A study published in the New England Journal of Medicine analyzed insurer spending on physician-administered infused drugs and found significant differences in how revenue is retained across care settings. Hospitals eligible for 340B discounts retained 64.3 percent of insurer drug expenditures after acquisition costs, compared with 44.8 percent for non-eligible hospitals and 19.1 percent for independent physician practices. The authors wrote that hospitals imposed large markups on infused medications and retained a substantial share of total insurer drug spending, with the effects most pronounced among facilities eligible for 340B discounts.
Federal data compiled by the Health Resources and Services Administration show that the 340B program has expanded substantially over the past two decades, growing from roughly 8,000 covered entities in 2000 to more than 53,000 by 2024. The number of covered entities and affiliated dispensing sites grew from roughly 8,000 in 2000 to more than 53,000 by 2024, a figure that includes contract pharmacies authorized to dispense discounted drugs. Policy analysts and oversight bodies have questioned whether the financial benefits generated by this growth consistently translate into expanded charity care or improved access for low-income patients. Hospital systems counter that the margins help offset uncompensated care and support services that are otherwise underfunded.
Taken together, these arrangements illustrate how financial flows embedded in health care infrastructure can concentrate pricing power among intermediaries that control access, reimbursement, and distribution.
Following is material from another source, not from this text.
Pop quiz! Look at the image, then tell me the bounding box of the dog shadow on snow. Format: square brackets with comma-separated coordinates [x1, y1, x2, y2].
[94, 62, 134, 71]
Regulatory attention from the FTC and congressional committees reflects broader uncertainty about how accountability operates in markets where key pricing decisions occur outside public view. FTC Bureau of Competition Director Hannah Garden-Monheit said during public discussion of the agency’s PBM work that the trends identified in recent reports are accelerating, increasing pressure on policymakers to assess whether existing oversight tools are sufficient.
What happens next remains unsettled. State-level PBM regulations, federal transparency initiatives, and alternative purchasing models have been proposed or implemented with the aim of narrowing pricing spreads, but their impact on total drug spending and patient out-of-pocket costs is still emerging. For patients navigating the prescription drug system, final prices continue to reflect institutional arrangements that are only partially observable, even as scrutiny of the intermediaries shaping those outcomes intensifies.